Where Tokyo Xanadu falters in storytelling and setting, it wholly succeeds in creating a battle system that is fun and engaging from your first foray into an Eclipse until the credits roll. It's an active action system that's a hybrid of elements from the battle systems of other Falcom series like Ys and The Legend of Heroes. Players control one character from their three-person party at any given time, though they can switch between them at will. Each character can perform a basic melee strike, charged attack, ranged magic attack, and air attack, though each excels at only a few of these. Combat controls are very fluid and I rarely encountered instances where characters failed to act exactly as my input intended despite the sometimes frenzied pace of action.

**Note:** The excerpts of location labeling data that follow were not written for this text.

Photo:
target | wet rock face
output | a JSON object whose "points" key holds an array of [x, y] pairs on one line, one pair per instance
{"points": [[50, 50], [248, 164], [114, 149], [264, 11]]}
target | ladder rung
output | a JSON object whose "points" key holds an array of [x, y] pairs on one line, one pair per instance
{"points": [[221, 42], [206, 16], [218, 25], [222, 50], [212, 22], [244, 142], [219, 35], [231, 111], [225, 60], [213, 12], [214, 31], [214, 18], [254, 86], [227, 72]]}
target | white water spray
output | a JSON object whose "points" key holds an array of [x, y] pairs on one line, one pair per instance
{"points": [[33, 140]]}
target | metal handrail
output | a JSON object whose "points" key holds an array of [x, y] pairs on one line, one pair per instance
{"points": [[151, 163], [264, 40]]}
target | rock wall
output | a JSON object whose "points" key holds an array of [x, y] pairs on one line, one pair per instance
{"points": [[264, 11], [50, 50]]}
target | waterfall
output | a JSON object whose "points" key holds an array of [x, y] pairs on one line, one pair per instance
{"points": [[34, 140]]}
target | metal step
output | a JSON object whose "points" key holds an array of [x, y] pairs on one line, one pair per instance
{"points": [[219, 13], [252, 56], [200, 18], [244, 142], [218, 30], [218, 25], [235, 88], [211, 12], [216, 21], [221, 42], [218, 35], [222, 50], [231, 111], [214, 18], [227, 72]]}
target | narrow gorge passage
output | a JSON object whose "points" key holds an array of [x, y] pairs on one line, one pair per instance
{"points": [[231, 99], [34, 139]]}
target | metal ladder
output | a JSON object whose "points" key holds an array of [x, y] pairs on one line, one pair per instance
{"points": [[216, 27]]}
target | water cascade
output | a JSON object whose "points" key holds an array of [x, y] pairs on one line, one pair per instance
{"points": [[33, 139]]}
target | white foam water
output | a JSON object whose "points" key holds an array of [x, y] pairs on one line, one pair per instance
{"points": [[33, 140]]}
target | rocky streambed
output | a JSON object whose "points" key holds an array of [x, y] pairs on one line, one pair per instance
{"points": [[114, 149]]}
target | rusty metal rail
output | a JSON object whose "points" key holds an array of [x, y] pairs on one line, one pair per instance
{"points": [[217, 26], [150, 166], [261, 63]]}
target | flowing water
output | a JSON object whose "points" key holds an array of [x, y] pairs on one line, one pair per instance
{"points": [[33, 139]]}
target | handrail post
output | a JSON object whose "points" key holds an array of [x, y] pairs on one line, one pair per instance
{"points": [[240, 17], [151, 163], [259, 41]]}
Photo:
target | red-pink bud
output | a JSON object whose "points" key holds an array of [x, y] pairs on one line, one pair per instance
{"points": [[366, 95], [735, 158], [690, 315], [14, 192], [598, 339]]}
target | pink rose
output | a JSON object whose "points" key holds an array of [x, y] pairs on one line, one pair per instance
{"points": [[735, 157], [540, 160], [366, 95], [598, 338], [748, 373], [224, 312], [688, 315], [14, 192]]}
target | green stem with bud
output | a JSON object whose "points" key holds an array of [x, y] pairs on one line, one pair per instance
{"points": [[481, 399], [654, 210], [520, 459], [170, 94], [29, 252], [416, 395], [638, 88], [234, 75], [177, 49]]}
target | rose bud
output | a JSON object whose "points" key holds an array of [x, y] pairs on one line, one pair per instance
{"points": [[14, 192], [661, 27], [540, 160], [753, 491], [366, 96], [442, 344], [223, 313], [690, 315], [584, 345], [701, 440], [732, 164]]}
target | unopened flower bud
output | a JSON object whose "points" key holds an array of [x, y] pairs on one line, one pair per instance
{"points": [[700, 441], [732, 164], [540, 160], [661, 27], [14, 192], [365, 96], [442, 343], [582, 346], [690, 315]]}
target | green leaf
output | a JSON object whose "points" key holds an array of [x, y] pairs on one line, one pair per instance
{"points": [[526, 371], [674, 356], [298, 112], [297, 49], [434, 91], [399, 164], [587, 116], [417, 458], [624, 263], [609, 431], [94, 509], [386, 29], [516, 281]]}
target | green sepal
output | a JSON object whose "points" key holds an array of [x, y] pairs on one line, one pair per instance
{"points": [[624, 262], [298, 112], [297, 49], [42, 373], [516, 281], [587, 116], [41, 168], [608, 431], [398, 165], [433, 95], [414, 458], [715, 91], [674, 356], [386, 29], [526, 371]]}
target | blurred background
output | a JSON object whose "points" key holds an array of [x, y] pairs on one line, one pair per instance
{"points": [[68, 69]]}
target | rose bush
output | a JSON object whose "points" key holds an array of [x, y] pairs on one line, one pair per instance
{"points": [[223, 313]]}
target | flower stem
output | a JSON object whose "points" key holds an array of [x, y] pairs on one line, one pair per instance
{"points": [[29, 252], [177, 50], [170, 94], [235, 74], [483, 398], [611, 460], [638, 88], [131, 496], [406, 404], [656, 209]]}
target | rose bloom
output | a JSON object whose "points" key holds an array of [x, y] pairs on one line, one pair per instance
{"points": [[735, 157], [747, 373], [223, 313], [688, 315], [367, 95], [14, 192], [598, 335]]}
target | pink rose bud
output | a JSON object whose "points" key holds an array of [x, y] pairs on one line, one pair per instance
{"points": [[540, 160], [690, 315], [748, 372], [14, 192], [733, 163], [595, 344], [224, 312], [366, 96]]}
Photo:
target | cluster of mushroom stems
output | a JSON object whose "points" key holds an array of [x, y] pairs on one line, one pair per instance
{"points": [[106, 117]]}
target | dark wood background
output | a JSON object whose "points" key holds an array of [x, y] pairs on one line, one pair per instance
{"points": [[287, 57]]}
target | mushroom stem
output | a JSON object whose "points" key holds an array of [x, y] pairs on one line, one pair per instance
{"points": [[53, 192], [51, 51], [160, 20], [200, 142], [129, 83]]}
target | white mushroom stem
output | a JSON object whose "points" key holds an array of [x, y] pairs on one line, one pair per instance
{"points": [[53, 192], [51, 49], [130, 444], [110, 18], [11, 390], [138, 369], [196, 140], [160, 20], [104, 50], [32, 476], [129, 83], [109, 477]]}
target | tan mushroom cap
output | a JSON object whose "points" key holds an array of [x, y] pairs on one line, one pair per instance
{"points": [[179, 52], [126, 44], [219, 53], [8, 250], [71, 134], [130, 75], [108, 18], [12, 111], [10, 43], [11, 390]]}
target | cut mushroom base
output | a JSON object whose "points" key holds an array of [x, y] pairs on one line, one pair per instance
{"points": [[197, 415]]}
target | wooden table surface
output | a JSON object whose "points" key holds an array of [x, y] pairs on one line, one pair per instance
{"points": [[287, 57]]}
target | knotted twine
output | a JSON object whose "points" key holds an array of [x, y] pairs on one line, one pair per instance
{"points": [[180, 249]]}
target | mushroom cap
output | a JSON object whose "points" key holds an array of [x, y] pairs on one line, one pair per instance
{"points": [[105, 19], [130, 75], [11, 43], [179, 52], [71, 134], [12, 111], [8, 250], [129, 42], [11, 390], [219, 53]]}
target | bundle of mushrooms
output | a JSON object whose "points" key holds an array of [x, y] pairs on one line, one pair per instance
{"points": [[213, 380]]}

The crux of the combat system, however, lies in elemental weaknesses. Each character has an affinity for certain elements, and choosing the right characters to take into an Eclipse can mean the difference between a relatively easy trek and a prolonged struggle. Effective exploitation of enemy elemental and physical/magic weaknesses leads to fast-paced, sometimes frantic, encounters with groups of enemies as you constantly switch characters to leverage their strengths.
The dungeons themselves are nothing more than chains of corridors populated with enemies and elementary puzzles. While some additional mechanics like traps and other environmental hazards become more prevalent later in the game, there's nothing particularly interesting about the dungeons beyond how visually pleasing many of them look.
Graphically speaking, the game looks good beyond the unoriginal character designs. The locales outside of the Eclipse dungeons aren't particularly inspiring either, although each section of the city does manage to maintain its own distinct look and feel. The music, as per Falcom custom, is fantastic. While the soundtrack is quintessentially Falcom-sounding, there were clear instances of Persona-inspired tracks that created a nice blending of the two seemingly disparate sounds. I'm also a sucker for a catchy J-Pop anime opening, and players are treated to one (though the same one) before each chapter. Also note that there is a lot of voice acting, but only in Japanese.
Tokyo Xanadu is a good example of a developer pulling together the best parts of beloved franchises but not quite following through completely. I'd wager that Falcom pulled back a bit on the Persona-inspired mechanics to avoid a 100-hour saga that already struggles with a paper-thin story. As a result, we're left with a thoroughly enjoyable and engaging battle system wrapped in an uninspired package with little originality. To put it plainly, Tokyo Xanadu is a painfully average experience that still manages to be worth your time.
This review is based on a free review copy provided to RPGFan by the developer. This relationship in no way influenced the reviewer's opinion of the game or its final score.